Mr. Rahman told AFP that his party, along with dozens of others, had refused to participate in a “sham election”.
‘Dangerous combination’
Ms. Hasina has accused the BNP of arson and sabotage during last year’s protest campaign, which was mostly peaceful but saw several people killed in police confrontations.
The government’s security forces have long been dogged by allegations of extrajudicial killings and enforced disappearances — charges it rejects.
The United States, the biggest export market for the South Asian nation of 170 million, has imposed sanctions on an elite police unit and its top commanders.
Economic headwinds have left many dissatisfied with Ms. Hasina’s government, after sharp spikes in food costs and months of chronic blackouts in 2022.
Wage stagnation in the garment sector, which accounts for around 85% of the country’s $55 billion in annual exports, sparked industrial unrest late last year that saw some factories torched and hundreds more shuttered.
Pierre Prakash of the International Crisis Group said Ms.
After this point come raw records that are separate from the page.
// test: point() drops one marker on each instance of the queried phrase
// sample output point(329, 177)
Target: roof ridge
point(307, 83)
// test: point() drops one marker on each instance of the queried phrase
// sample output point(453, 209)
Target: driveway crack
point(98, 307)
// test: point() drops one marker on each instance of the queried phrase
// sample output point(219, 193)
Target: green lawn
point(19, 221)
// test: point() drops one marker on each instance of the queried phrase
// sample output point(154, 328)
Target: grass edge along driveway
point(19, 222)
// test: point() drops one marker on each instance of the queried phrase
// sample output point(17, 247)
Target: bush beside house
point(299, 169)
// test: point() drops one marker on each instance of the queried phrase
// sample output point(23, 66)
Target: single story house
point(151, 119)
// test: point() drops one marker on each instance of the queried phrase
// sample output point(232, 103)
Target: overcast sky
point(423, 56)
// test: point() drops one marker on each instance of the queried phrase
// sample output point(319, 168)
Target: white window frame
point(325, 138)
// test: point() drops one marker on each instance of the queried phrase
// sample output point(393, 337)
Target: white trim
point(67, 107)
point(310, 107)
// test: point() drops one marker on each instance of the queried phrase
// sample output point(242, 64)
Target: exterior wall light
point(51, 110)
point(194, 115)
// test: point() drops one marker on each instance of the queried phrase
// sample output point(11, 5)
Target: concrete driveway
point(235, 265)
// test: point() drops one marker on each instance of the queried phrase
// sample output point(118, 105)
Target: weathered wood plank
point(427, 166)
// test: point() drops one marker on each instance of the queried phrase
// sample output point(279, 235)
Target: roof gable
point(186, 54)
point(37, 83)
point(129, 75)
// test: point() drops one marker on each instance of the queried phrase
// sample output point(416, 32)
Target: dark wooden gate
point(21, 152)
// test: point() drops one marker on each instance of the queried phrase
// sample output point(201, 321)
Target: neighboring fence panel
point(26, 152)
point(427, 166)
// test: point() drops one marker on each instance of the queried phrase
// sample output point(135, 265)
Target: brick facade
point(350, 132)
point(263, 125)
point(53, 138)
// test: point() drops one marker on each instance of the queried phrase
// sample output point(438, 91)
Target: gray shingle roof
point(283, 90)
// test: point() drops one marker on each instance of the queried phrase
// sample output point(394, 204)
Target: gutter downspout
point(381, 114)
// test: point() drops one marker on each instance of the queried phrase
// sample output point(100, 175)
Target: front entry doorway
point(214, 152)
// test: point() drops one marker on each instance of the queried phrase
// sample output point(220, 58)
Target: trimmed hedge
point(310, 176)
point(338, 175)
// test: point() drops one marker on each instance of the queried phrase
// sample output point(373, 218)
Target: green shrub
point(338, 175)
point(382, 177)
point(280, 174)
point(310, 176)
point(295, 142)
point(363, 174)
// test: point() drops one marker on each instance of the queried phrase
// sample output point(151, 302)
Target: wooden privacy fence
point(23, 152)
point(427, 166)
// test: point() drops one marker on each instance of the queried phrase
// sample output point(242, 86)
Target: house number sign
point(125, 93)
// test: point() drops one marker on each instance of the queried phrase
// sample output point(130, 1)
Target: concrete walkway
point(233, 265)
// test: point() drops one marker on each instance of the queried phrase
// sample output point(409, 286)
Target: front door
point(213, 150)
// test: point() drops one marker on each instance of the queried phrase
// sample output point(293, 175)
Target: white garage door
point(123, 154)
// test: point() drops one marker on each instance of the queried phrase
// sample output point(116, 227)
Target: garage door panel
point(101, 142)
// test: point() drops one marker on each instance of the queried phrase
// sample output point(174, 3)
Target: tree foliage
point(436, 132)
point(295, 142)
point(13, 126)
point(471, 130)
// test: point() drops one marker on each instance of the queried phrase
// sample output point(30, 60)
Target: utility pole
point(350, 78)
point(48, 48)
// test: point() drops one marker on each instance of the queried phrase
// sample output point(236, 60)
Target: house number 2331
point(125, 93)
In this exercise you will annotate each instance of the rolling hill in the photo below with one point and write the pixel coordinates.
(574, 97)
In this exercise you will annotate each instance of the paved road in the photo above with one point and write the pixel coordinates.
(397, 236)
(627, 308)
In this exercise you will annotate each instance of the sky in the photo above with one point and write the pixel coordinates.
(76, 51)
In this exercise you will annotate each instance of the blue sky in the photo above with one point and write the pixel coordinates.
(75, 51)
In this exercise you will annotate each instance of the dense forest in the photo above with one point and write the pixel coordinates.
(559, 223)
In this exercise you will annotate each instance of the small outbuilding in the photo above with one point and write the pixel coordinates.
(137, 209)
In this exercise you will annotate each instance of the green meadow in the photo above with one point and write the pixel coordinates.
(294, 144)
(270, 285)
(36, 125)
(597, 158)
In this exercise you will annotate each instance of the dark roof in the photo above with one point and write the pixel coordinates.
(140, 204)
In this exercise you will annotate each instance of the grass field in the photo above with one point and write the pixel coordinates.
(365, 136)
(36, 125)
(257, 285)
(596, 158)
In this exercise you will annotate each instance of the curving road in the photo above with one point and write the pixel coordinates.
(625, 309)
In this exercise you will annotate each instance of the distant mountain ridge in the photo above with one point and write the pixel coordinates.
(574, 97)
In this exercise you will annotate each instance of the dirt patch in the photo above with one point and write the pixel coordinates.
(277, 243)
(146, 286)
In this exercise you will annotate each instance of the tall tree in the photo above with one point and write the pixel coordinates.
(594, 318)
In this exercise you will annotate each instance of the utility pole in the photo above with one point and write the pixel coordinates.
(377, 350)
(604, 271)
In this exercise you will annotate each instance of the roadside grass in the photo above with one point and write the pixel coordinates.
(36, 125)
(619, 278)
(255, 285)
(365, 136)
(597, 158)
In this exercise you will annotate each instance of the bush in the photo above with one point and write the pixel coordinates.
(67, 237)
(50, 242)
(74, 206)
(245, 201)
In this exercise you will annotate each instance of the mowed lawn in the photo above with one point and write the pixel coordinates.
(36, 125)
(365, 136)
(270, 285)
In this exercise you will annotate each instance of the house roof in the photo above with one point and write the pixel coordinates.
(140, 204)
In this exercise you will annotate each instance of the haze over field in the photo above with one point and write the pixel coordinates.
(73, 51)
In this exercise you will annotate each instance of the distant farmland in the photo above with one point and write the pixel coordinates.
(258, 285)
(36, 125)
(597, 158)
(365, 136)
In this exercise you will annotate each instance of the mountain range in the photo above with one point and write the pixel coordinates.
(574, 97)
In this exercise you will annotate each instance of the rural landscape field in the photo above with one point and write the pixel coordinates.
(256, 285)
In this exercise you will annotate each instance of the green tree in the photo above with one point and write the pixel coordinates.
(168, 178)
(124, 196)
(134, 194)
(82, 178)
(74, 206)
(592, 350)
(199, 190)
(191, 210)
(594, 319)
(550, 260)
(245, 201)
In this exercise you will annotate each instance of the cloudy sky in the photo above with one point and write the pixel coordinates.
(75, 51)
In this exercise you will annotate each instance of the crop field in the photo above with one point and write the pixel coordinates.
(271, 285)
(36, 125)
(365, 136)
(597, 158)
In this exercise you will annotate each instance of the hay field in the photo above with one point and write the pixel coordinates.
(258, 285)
Hasina’s government was clearly “less popular than it was a few years ago, yet Bangladeshis have little real outlet at the ballot box”.
“That is a potentially dangerous combination.”
Bangladesh newspaper site blocked
One of Bangladesh’s key newspapers critical of the government said its website had been blocked, as the country votes in a general election boycotted by the Opposition.
Sajid Hoque, news editor at the Daily Manab Zamin, said the paper had been “flooded with calls and messages” from readers who said “that they cannot access our website”.
The newspaper’s printed edition was still available on the streets.
The paper, one of the most popular in the South Asian nation and known for its critical coverage of political affairs, posted on its Facebook page on Saturday that the blockage was not due to “any technical issues” on its site.
“Manab Zamin’s website is not accessible from across the country”, the paper posted.
AFP could not access the website in Dhaka, and Bangladesh internet monitor Activate Rights reported that the site had been offline since Saturday.
International media watchdog Reporters Without Borders (RSF), which ranks Bangladesh 163rd out of 180 countries in its world press freedom index, warned ahead of the vote of what it dubbed the government’s “harmful grip on information”.